Comparison with Other Methods

Pian et al. provided a method called ΔPCC to discover potential DM-miRNAs by building the basic miRNA-mRNA network (BMMN) and miRNA-long noncoding RNA (lncRNA) network (BMLN). For breast cancer, 124 miRNAs with high activity scores were obtained by BMMN. In this paper, we obtained 49 miRNAs by integrating Tables 2 and 3. Through comparing these 124 and 49 miRNAs, we found that 9 of 49 miRNAs (hsa-miR-331, hsa-miR-142, hsa-miR-3127, hsa-miR-222, hsa-miR-378c, hsa-miR-92a-2, hsa-miR-421, hsa-miR-125a, and hsa-miR-590) did not appear in the 124 miRNAs. Tables 2 and 3 show that all nine of the above miRNAs except hsa-miR-3127 have been confirmed to be associated with breast cancer. For kidney cancer, 70 miRNAs with high activity score were obtained by BMMN. Only one (miR-let-7b) of the 24 miRNAs in Table 5 appears in the above 70 miRNAs. Fifteen of the remaining 23 miRNAs have been confirmed to be associated with kidney cancer. The above results indicate that our new method can find cancer-related miRNAs that cannot be discovered by ΔPCC.

Discussion

Cancers have a high incidence of occurrence globally. Their high mortality rates highlight the urgent need for new treatment methods. miRNAs are important post-transcriptional gene expression regulators. In cancer, the miRNAs aberrantly expressed have significant roles in progression and tumorigenesis. Currently, miRNAs are being studied as biomarkers for diagnosis and prognosis, and as therapeutic tools in cancer. However, some important miRNAs are easily overlooked, when the correlations between these miRNAs and their target genes in cancer and normal samples are consistent. In order to discover these miRNAs, we use a novel method to discover them by building SVM classifiers based on potential joint MTIs. Our results indicate that the new method can detect additional cancer-related miRNAs that cannot be detected by previous methods. Our new method should be considered complementary to previous methods. We also find that the edge biomarkers contain more biological information than the node biomarkers. Compared with the signal miRNA or mRNA biomarkers, edge biomarkers (paired miRNA-mRNA interaction) can more effectively distinguish tumor samples and normal samples. Furthermore, by constructing a classifier with multiple random forest sub-classifiers based on the edge biomarkers, the six cancers can be identified accurately.

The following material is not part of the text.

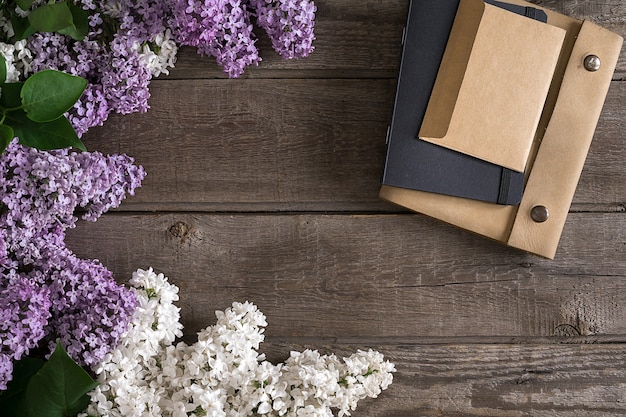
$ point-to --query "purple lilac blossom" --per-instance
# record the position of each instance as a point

This will provide a new way to further study the classification of tumor sub-types. In conclusion, our method can help effectively discover new cancer-related miRNAs. These results will contribute to developing novel therapeutic candidates in cancers. Our method also has some limitations. For example, our method is based on the known MTIs from miRTarBase; thus, it cannot detect newly gained MTIs that have not been recorded in miRTarBase. To remedy this potential loss, a systematic scan of all miRNA-mRNA pairs may be needed, which will be very computationally costly.

Materials and Methods

Datasets

We studied different types of cancer, including BRCA, KIRC, LUAD, LUSC, THCA, and prostate adenocarcinoma (PRAD). The expression profiles of these six cancers were downloaded from the database of The Cancer Genome Atlas (TCGA) (https://www.cancer.gov/about-nci/organization/ccg/research/structural-genomics/tcga), which includes 1,071 miRNAs and 20,530 mRNAs. The number of cancer samples is shown in Table 9. The 155,044 experimentally validated MTIs (Table S1) and miRNA-disease associations were obtained from the databases miRTarBase and HMDD v.2.0, respectively.,
Table 9

The Type and Sample Number of Six Different Types of Cancer

Cancer AbbreviationFull Name of CancerNo. of Cancer Tissue SamplesNo. of Paired Normal Tissue Samples
BRCAbreast invasive carcinoma75586
KIRCkidney renal clear cell carcinoma25571
THCAthyroid carcinoma51159
LUADlung adenocarcinoma44519
LUSClung squamous cell carcinoma34238
PRADprostate adenocarcinoma49452
The Type and Sample Number of Six Different Types of Cancer

Flow Chart of the Method

The workflow of DM-miRNA discovery is divided into four steps (Figure 7). First, an SVM classifier is constructed for each of the 1,071 miRNAs based on its expression data in cancer and normal tissues. Therefore, the classification accuracy (ACC) based on each miRNA expression feature is obtained. We select miRNAs with high ACC as set S1. In step 2, likewise, ACC based on each mRNA expression feature is calculated by building 20,530 SVM classifiers. The mRNAs with high ACC are selected as set S2. In step 3, ACCs based on 155,044 paired miRNA-mRNA expression features are also obtained by building 155,044 SVM classifiers. We select paired miRNA-mRNA interactions with high ACC as set S3. Finally, we obtain potential DM-miRNAs by removing the MTIs of S3, which contain miRNAs of S1 or mRNAs of S2.
Figure 7

The Flow Chart of Our Method

The green modules represent the SVM classification results based on the miRNA expression feature. The miRNAs with high ACC are selected as set S1. The orange modules represent the SVM classification results based on the mRNA expression feature. The mRNAs with high ACC are selected as set S2. The blue modules represent the SVM classification results based on the paired MTIs feature. We select paired MTIs with high ACC as set S3. DM-miRNAs are inferred as the MTIs of S3 after removing those containing miRNAs of S1 or mRNAs of S2.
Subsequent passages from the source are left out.